I testify before God and His angels that it will be so as He indicated to my ignorance. It is not my words that I have set forth in Latin, but those of God and the apostles and prophets, who have never lied. “He that believes shall be saved; but he that believes not shall be condemned,” God hath spoken.
I ask earnestly that whoever is a willing servant of God be a carrier of this letter, so that on no account it be suppressed or hidden by anyone, but rather be read before all the people, and in the presence of Coroticus himself. May God inspire them sometime to recover their senses for God, repenting, however late, their heinous deeds — murderers of the brethren of the Lord! — and to set free the baptized women whom they took captive, in order that they may deserve to live to God, and be made whole, here and in eternity! Be peace to the Father, and to the Son, and to the Holy Spirit. Amen.” (The text of the entire letter may be found here.)

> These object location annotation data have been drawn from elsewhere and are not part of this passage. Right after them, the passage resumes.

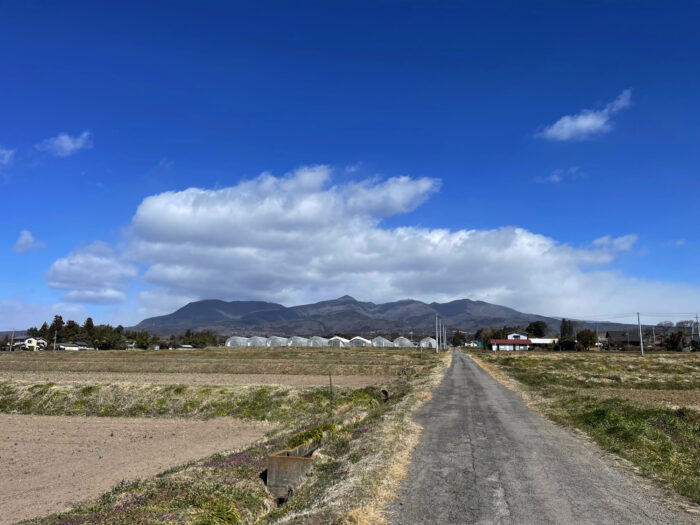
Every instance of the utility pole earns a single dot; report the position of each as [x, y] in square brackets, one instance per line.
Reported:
[436, 336]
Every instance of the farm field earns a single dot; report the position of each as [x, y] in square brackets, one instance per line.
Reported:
[193, 378]
[50, 462]
[646, 410]
[237, 404]
[253, 361]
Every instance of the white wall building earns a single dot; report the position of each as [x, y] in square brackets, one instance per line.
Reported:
[380, 341]
[360, 341]
[318, 341]
[237, 341]
[428, 342]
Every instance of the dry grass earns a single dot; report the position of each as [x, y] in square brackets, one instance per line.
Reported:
[362, 456]
[277, 361]
[371, 475]
[646, 410]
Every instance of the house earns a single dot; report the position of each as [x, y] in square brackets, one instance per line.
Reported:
[402, 342]
[428, 342]
[34, 343]
[623, 337]
[543, 341]
[380, 341]
[360, 341]
[516, 341]
[236, 341]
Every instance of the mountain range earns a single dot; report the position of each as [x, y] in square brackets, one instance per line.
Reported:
[345, 315]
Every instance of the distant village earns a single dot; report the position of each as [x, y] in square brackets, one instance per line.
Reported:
[679, 337]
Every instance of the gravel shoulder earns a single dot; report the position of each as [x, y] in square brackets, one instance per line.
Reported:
[355, 381]
[49, 462]
[484, 457]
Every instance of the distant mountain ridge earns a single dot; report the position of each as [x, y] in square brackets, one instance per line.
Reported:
[343, 315]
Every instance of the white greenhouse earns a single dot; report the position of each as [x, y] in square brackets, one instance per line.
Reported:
[360, 341]
[428, 342]
[257, 341]
[402, 342]
[237, 341]
[298, 341]
[277, 341]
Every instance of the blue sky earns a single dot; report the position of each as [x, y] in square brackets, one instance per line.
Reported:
[564, 138]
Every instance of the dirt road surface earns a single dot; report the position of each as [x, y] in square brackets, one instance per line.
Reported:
[49, 462]
[484, 457]
[354, 381]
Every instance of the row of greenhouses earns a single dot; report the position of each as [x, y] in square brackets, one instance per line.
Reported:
[336, 341]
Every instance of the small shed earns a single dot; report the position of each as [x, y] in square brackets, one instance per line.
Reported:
[360, 341]
[277, 341]
[236, 341]
[403, 342]
[318, 341]
[428, 342]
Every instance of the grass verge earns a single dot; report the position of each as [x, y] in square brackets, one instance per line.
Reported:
[604, 396]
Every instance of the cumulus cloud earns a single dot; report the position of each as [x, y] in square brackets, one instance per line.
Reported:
[299, 238]
[560, 175]
[26, 243]
[587, 123]
[6, 156]
[93, 274]
[17, 315]
[65, 145]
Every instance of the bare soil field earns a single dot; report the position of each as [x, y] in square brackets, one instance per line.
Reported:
[49, 462]
[192, 378]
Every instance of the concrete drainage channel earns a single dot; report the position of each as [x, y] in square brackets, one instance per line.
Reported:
[287, 468]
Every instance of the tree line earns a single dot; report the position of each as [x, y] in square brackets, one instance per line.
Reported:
[108, 337]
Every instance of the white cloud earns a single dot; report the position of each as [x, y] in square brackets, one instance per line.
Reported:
[94, 274]
[586, 123]
[64, 145]
[16, 315]
[675, 243]
[560, 175]
[6, 156]
[300, 238]
[616, 244]
[26, 242]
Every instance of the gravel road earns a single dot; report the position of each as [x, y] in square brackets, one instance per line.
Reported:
[484, 457]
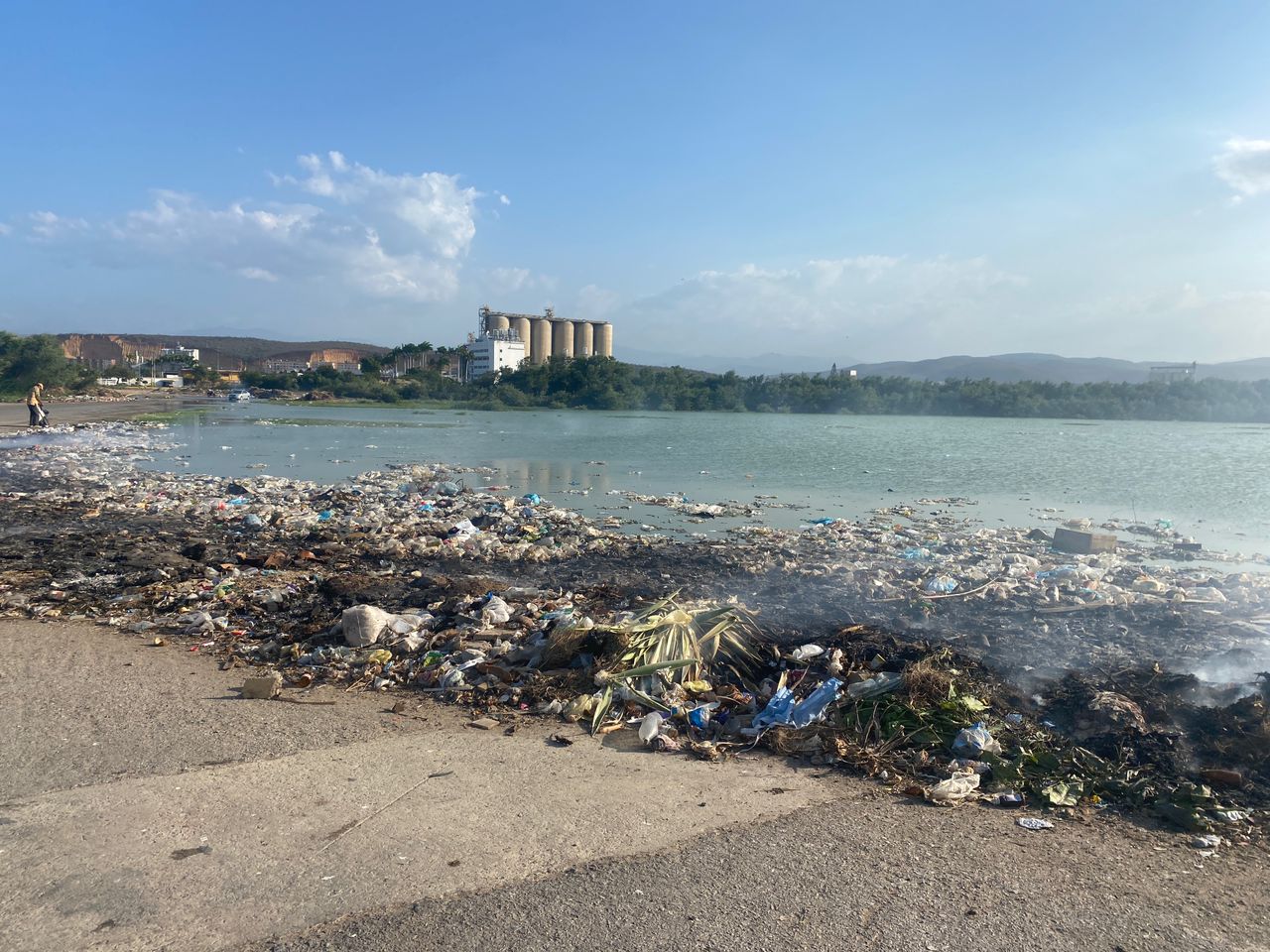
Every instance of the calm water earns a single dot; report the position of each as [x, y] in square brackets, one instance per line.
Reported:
[1211, 480]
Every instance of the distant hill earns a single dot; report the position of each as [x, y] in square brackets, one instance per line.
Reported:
[1006, 368]
[766, 365]
[241, 348]
[226, 353]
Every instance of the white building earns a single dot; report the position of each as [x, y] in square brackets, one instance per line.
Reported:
[178, 352]
[494, 350]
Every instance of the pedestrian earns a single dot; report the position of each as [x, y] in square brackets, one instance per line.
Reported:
[36, 405]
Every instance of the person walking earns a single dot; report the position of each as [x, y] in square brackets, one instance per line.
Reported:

The saint pulled no punches. He declared to the whole nation that Coroticus’ deeds were worthy of damnation and that, unless he and his men repented, they would indeed be damned. He both comforted his own flock with the assurance that those who are baptized with Christ will rise again with Christ and reminded them that there is a just God who is not mocked.
As his ministry took place before the Great Schism, St. Patrick is revered in both the Eastern and Western Churches. In the Orthodox churches they have these hymns which relate to the sainted bishop:
Holy Bishop Patrick,
Faithful shepherd of Christ’s royal flock,
You filled Ireland with the radiance of the Gospel:
The mighty strength of the Trinity!
Now that you stand before the Savior,
Pray that He may preserve us in faith and love!
From slavery you escaped to freedom in Christ’s service:
He sent you to deliver Ireland from the devil’s bondage.
You planted the Word of the Gospel in pagan hearts.
In your journeys and hardships you rivaled the Apostle Paul!
Having received the reward for your labors in heaven,
Never cease to pray for the flock you have gathered on earth,
Holy bishop Patrick!
This year, amidst all of the corned beef and cabbage, bangers and mash, fish and chips, and shepherds’ pie, may we remember that “the reason for the season” is one man who dedicated his life to spreading the Gospel of Jesus Christ to an entire nation of people who were entirely lost in their own sinfulness.
Almighty God, who in your providence chose your servant Patrick to be the apostle of the Irish people, to bring those who were wandering in darkness and error to the true light and knowledge of you: Grant us so to walk in that light, that we may come at last to the light of everlasting life; through Jesus Christ our Lord, who lives and reigns with you and the Holy Spirit, one God, now and ever. AMEN.